A Real time method for evaluating and monitoring heat stress potential using wearable bio-sensors
The problem of exertional heat illness is especially prominent in working populations that perform routine physical labor. Firefighters and members of the armed forces fit this criteria particularly well due to the strenuous work associated with the job in combination with thick and heavy personal protective equipment (PPE) and the typically high ambient temperature of their working area. This is a multifaceted issue that arises from inadequate rehydration, performing high amounts of physical labor without adequate rest and caloric intake, and elevated core temperature. The goal of this research (data forthcoming) is to understand the interaction between easily accessible readings taken in real-time by wearable biosensors and known contributors to heat illness using wildland firefighters as the model population. This will be accomplished by utilizing input from a wearable biosensor to develop or improve existing predictive algorithms to estimate overall potential for heat illness.

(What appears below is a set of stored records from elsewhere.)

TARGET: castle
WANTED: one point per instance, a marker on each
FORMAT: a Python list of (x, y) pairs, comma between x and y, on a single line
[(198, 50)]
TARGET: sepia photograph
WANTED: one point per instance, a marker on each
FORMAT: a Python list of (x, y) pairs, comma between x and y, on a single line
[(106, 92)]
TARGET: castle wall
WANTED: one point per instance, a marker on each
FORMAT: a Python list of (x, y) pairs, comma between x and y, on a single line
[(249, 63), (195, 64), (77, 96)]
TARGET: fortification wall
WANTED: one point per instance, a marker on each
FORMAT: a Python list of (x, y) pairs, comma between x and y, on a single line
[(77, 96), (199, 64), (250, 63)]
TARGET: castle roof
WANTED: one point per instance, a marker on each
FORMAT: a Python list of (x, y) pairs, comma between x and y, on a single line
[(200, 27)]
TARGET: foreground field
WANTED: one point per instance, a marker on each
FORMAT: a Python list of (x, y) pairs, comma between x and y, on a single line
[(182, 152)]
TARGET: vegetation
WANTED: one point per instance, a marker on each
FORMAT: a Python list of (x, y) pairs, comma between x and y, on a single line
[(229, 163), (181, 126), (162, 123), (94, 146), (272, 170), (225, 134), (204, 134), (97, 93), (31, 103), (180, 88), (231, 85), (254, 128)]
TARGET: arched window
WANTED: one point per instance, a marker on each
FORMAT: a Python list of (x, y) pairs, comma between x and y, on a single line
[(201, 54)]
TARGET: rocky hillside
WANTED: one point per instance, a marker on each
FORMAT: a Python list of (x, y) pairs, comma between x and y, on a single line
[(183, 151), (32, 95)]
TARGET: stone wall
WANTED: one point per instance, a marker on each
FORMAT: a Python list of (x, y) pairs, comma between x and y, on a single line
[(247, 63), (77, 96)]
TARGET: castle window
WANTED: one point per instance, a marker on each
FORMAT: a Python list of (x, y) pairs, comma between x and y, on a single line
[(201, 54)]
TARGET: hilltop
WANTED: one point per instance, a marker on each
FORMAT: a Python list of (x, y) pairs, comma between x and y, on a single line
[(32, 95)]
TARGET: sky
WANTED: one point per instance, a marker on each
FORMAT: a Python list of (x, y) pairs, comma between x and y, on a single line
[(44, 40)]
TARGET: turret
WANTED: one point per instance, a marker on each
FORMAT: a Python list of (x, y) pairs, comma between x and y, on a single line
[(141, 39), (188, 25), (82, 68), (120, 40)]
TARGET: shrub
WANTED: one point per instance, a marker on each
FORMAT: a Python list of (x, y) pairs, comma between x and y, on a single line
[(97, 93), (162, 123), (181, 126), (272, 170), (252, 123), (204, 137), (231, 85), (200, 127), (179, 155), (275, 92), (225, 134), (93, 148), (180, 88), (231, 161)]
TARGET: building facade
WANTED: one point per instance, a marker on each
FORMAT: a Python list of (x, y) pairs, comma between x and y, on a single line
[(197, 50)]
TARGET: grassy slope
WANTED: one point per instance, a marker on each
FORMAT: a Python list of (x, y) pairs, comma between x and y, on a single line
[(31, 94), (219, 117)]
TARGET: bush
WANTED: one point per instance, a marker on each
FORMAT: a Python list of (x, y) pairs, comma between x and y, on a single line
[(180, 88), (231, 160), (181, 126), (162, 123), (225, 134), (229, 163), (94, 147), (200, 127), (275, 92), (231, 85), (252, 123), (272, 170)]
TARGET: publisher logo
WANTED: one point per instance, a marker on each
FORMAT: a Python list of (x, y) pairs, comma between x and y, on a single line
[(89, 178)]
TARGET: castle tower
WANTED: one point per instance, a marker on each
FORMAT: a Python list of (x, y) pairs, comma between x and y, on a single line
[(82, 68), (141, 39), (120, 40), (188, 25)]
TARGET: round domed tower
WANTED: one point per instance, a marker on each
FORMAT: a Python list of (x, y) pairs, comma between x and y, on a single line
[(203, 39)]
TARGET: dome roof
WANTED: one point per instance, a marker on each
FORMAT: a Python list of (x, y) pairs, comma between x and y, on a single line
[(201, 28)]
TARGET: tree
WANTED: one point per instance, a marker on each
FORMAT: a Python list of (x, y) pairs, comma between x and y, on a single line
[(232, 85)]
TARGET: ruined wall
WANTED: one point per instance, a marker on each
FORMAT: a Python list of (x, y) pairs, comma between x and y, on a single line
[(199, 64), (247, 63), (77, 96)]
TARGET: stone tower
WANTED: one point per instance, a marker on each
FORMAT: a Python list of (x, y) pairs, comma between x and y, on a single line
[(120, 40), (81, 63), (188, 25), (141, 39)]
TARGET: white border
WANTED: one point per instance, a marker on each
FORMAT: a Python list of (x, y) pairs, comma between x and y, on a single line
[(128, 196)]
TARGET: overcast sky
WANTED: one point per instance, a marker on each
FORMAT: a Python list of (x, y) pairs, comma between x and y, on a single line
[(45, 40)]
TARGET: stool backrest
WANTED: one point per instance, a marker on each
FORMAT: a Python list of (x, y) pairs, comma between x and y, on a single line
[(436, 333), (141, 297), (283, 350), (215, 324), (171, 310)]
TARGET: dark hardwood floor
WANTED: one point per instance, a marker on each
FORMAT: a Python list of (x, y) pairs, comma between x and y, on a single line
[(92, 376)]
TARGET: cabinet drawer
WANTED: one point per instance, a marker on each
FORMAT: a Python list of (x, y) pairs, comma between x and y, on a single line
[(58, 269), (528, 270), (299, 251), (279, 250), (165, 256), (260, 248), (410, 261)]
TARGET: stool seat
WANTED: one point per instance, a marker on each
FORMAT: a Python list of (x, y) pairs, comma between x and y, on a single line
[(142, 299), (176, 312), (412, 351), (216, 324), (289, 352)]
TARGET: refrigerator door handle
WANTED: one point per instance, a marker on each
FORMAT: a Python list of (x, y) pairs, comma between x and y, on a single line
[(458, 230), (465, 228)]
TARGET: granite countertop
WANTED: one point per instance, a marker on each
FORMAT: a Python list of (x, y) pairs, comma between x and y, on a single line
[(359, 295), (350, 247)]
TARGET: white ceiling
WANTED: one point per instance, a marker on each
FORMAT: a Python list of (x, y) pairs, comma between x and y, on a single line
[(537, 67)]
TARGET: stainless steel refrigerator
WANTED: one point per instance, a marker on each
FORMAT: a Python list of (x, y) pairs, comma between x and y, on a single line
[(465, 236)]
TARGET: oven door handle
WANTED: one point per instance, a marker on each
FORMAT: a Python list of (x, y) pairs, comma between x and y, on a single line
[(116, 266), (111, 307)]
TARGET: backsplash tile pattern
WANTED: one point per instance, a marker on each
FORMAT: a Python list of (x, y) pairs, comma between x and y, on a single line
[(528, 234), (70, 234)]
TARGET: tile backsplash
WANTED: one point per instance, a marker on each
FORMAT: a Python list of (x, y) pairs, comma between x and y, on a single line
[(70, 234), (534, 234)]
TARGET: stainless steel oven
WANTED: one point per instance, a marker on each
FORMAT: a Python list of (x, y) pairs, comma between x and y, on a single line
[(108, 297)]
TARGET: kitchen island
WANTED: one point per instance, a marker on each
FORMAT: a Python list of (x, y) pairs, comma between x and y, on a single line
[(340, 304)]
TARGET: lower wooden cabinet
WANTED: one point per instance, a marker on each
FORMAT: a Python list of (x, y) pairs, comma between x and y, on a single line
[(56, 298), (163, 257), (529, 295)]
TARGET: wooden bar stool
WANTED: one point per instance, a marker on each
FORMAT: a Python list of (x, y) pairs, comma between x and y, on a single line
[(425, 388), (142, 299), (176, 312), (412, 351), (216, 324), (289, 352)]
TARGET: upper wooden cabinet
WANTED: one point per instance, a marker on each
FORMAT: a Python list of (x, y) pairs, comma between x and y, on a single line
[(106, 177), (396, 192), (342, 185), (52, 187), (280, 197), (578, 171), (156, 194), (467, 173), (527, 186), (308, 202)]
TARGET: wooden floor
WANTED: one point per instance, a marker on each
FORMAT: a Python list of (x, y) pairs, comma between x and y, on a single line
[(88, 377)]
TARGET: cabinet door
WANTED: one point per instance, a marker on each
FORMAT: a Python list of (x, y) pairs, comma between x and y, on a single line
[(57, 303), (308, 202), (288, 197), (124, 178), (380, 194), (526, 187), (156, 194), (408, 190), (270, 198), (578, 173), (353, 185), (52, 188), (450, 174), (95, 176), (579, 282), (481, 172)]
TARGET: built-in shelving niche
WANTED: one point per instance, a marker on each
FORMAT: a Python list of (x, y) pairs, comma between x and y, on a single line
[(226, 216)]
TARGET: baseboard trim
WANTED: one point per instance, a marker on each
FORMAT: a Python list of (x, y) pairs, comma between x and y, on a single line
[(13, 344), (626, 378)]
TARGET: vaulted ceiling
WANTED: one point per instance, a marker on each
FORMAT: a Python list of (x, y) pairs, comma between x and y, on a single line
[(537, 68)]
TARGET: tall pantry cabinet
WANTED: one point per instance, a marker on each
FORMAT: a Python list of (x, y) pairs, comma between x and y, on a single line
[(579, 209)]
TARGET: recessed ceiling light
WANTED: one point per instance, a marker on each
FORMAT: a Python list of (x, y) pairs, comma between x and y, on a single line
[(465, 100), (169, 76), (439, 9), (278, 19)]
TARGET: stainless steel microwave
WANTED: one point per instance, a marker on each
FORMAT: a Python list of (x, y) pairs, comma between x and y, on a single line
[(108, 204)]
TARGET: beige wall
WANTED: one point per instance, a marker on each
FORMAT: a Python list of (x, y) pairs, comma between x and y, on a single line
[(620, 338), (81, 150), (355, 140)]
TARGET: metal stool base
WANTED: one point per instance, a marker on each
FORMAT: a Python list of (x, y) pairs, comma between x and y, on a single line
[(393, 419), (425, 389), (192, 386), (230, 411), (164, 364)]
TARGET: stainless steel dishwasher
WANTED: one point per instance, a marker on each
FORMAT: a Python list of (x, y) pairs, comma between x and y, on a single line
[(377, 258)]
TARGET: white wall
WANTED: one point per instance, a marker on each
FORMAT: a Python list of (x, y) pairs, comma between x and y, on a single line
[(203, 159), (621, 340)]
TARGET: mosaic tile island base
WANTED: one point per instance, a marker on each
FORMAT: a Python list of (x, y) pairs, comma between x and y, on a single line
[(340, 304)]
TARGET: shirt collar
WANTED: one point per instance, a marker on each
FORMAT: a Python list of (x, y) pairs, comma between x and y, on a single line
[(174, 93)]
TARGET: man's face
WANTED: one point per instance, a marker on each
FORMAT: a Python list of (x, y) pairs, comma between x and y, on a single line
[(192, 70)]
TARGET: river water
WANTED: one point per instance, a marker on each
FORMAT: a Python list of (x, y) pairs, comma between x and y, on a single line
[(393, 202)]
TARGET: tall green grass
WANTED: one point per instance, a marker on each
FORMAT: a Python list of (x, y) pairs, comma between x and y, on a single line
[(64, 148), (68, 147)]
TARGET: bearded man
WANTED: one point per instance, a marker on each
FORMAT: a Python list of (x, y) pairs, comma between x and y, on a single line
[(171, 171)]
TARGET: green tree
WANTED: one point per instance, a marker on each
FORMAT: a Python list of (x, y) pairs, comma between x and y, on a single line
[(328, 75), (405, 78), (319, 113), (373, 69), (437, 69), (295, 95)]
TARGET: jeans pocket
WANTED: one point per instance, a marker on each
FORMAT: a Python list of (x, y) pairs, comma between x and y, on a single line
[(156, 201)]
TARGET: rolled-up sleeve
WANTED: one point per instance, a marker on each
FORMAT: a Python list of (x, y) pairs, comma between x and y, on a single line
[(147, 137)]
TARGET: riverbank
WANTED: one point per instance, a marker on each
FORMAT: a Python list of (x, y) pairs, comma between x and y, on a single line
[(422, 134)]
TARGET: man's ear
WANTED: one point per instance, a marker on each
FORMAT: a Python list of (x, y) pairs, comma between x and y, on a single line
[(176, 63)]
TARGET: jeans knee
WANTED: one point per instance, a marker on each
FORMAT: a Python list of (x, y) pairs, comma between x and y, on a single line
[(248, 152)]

Aim 1: Develop a regression model between easily obtained readings from a biosensor to predict full body hydration levels.
Aim 2: Investigate if the Bernard Metabolic equation can be modified to account for altitude and incorporate a modifier into the existing algorithm which accounts for how metabolic demand of an equivalent physical task varies with worker elevation
Aim 3: Develop a regression model to predict core body temperature non-invasively as a function of biosensor readings
The biosensor monitors heart rate, skin temperature, activity level, and altitude of work performed in real-time and is capable of streaming this data via Bluetooth to a nearby computer or smartphone. Future work will involve implementing these algorithms into the biosensor’s coding and implementing an alert system to notify the worker and safety monitor when they are at an elevated risk for exertional heat illness.
Reducing traumatic brain injury with smart collision detection and mitigation
The research goals of this proposal are to (1) reduce the risk of traumatic brain injury through advanced situational monitoring, musculoskeletal activation, and impact-specific force reduction; and (2) to improve potential identification of head injury risk based on multiscale brain deformation modeling. My role on the project is to develop a musculoskeletal model to understand how to minimize head angular acceleration following head or body impact. The development of auditory warning cues and muscle clench strategies utilizes kinematic musculoskeletal modeling and human subject studies to identify required auditory cues and response times as well as muscle activation parameters that best mitigate head angular acceleration during a collision. These studies will be used to improve predictions of TBI risk from impact kinematics.